If your spider takes command-line args, you can declare them in the function definition of run_spider
and pass them during function call.
This is very useful, for example, when calling the spider from Rest API endpoint in FastAPI.
Upvotes: 0
Reputation: 1313
It is simple and straightforward :)
Just check the official documentation. I would make there a little change so you could control the spider to run only when you do python myscript.py
and not every time you just import from it. Just add an if __name__ == "__main__"
:
import scrapy
from scrapy.crawler import CrawlerProcess
class MySpider(scrapy.Spider):
# Your spider definition
pass
if __name__ == "__main__":
process = CrawlerProcess({
'USER_AGENT': 'Mozilla/4.0 (compatible; MSIE 7.0; Windows NT 5.1)'
})
process.crawl(MySpider)
process.start() # the script will block here until the crawling is finished
Now save the file as myscript.py
and run 'python myscript.py`.
Enjoy!
Upvotes: 44
Reputation: 19146
Why don't you just do this?
from scrapy import cmdline
cmdline.execute("scrapy crawl myspider".split())
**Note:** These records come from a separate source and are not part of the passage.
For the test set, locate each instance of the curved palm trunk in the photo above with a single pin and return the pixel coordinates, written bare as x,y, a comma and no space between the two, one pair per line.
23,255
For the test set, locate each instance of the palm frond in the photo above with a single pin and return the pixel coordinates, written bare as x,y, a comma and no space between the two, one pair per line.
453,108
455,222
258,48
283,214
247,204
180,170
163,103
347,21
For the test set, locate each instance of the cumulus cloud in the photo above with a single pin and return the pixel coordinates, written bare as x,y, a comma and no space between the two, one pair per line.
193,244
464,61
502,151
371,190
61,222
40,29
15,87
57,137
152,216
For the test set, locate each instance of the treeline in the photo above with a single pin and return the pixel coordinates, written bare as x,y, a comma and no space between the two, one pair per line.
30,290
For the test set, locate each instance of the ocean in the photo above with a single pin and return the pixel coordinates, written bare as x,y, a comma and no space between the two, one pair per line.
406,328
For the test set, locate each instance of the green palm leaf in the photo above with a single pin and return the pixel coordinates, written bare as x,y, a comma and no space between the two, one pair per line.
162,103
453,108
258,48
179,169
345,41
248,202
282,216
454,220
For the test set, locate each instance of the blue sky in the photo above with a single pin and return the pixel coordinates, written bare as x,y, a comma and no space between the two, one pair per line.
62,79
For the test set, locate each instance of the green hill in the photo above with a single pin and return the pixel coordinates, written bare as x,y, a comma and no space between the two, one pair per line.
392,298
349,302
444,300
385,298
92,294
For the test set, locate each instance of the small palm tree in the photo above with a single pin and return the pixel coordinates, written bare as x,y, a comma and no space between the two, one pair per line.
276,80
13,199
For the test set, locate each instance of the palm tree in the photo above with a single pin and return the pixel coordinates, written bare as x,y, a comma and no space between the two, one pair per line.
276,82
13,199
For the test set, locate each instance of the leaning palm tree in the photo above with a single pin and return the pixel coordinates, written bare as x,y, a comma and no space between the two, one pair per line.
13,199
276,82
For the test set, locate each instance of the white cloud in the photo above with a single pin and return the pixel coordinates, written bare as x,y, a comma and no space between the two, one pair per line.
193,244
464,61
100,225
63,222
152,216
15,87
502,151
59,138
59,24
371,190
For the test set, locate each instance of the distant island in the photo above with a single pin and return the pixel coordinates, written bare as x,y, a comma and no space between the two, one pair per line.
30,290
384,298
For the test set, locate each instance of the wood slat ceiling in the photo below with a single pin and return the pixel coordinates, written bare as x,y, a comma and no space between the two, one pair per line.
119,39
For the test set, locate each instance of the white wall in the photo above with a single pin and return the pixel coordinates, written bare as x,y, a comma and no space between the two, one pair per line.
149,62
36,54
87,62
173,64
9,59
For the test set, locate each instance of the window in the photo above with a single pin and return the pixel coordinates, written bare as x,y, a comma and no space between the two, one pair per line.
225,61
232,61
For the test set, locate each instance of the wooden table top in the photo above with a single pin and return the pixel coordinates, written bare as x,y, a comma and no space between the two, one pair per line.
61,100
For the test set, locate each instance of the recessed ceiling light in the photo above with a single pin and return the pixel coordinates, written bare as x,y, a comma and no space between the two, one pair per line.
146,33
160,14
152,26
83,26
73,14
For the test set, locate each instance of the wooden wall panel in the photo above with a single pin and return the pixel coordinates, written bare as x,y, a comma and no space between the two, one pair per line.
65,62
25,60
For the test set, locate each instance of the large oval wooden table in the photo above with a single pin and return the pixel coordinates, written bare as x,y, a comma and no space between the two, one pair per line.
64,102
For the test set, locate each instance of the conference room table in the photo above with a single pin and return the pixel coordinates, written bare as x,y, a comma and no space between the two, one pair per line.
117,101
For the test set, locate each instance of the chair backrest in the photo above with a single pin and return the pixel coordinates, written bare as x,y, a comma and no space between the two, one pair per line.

Put that script in the same path where you put scrapy.cfg
Upvotes: 6
Reputation: 23796
You can just create a normal Python script, and then use Scrapy's command line option runspider
, that allows you to run a spider without having to create a project.
For example, you can create a single file stackoverflow_spider.py
with something like this:
import scrapy
class QuestionItem(scrapy.item.Item):
idx = scrapy.item.Field()
title = scrapy.item.Field()
class StackoverflowSpider(scrapy.spider.Spider):
name = 'SO'
start_urls = ['http://stackoverflow.com']
def parse(self, response):
sel = scrapy.selector.Selector(response)
questions = sel.css('#question-mini-list .question-summary')
for i, elem in enumerate(questions):
l = scrapy.contrib.loader.ItemLoader(QuestionItem(), elem)
l.add_value('idx', i)
l.add_xpath('title', ".//h3/a/text()")
yield l.load_item()
Then, provided you have scrapy properly installed, you can run it using:
scrapy runspider stackoverflow_spider.py -t json -o questions-items.json
Upvotes: 3
Reputation: 11396
luckily scrapy source is open, so you can follow the way crawl command works and do the same in your code:
...
crawler = self.crawler_process.create_crawler()
spider = crawler.spiders.create(spname, **opts.spargs)
crawler.crawl(spider)
self.crawler_process.start()
Upvotes: 6